The idea of this exhibition has arisen from an awareness of the fact that there are still many vulnerable refugees in Northern France whose lives depend upon support that is still not being provided by governments. For example, the remaining small team of dedicated volunteers at Refugee Community Kitchen in Calais, is still feeding around 1,500 people two meals per day. All of their work relies upon donations of resources and time from the greater community as it has done since it began in the autumn of 2015. Therefore it is hoped that this small body of work might help as a reminder that the crisis is still happening. All the paintings are for sale, (also postcards) and 50% of any amount raised by this will go directly to Refugee Community Kitchen (or similar group if the situation changes in the meantime). The remaining 50% will cover costs and perhaps make another volunteering trip possible in the near future.

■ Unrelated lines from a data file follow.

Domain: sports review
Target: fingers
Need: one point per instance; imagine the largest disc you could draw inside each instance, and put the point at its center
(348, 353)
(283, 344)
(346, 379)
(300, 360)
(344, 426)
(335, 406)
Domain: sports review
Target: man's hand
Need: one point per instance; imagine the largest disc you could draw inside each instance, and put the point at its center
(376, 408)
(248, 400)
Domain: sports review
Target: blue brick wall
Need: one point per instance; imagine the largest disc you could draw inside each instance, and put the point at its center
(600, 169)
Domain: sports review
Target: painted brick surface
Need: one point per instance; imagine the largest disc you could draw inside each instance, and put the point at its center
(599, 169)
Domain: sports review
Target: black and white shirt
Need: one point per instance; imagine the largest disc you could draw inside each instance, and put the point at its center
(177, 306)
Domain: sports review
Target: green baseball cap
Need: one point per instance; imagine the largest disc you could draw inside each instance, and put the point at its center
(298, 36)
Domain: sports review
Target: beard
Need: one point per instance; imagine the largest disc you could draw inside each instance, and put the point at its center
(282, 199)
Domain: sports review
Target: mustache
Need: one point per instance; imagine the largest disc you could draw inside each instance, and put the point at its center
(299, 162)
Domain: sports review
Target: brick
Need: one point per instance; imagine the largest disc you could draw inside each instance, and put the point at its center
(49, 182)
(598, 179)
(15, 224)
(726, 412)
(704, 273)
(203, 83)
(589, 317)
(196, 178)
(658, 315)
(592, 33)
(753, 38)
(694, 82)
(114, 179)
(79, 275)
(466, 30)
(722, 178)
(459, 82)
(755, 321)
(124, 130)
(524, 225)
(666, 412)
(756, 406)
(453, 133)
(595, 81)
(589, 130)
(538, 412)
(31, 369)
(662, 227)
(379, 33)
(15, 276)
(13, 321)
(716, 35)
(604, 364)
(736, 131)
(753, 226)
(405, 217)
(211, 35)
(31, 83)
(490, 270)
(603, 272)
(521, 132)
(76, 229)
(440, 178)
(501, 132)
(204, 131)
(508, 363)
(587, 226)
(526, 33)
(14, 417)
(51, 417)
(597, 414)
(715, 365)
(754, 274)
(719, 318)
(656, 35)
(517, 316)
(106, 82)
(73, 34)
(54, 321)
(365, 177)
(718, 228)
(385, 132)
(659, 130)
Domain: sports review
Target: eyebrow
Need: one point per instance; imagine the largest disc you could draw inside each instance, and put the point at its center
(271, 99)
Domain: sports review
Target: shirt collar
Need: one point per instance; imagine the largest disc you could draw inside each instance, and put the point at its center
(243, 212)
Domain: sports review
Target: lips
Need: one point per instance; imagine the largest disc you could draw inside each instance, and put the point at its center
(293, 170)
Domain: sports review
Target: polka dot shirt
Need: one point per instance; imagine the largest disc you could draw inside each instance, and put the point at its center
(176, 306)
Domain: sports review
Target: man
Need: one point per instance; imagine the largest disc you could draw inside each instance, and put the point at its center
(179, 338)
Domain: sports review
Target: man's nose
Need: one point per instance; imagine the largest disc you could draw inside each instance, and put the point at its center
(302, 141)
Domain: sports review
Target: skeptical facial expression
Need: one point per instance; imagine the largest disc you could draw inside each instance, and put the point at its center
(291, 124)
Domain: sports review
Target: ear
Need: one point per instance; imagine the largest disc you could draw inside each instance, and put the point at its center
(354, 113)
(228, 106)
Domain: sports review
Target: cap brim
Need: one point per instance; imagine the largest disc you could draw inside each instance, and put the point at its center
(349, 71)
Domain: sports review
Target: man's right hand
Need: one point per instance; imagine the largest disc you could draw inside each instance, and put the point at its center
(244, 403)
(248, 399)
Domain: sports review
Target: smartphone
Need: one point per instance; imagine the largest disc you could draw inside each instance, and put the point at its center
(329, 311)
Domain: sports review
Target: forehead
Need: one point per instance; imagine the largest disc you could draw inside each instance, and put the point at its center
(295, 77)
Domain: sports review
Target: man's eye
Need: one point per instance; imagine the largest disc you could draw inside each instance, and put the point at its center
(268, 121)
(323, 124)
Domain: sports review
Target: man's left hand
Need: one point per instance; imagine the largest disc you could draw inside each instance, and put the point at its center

This endeavour began via fundraising efforts with Creative Collective for Refugee Relief/Art Without Borders on Facebook in 2015, and earlier, similar groups such as CARA. Those involvements alongside various news reports were what prompted her journey to Calais in the first place. Whilst there she met with a group of volunteers from Bridport Unitarian Chapel in the Garden, who then hosted an ‘On the Ground’ event over one weekend last autumn. It goes without saying that this is just one of many of events and responses that have taken place there, and worldwide in recent years by groups and individuals, including refugees themselves, who want to take direct humane action in response to the plight of refugees in Europe and beyond.
ABOUT THE ARTIST:
Jenny Mellings’ significant preoccupations include landscapes, current events, remote places, space travel, the virtual world, and memory. These and other themes are ruminated over, and visions made manifest via painting, drawing, film and photography.
Jenny has also worked in South West England as a lecturer in fine art, history of art teacher and led gallery/museum workshops in multiple media including animation.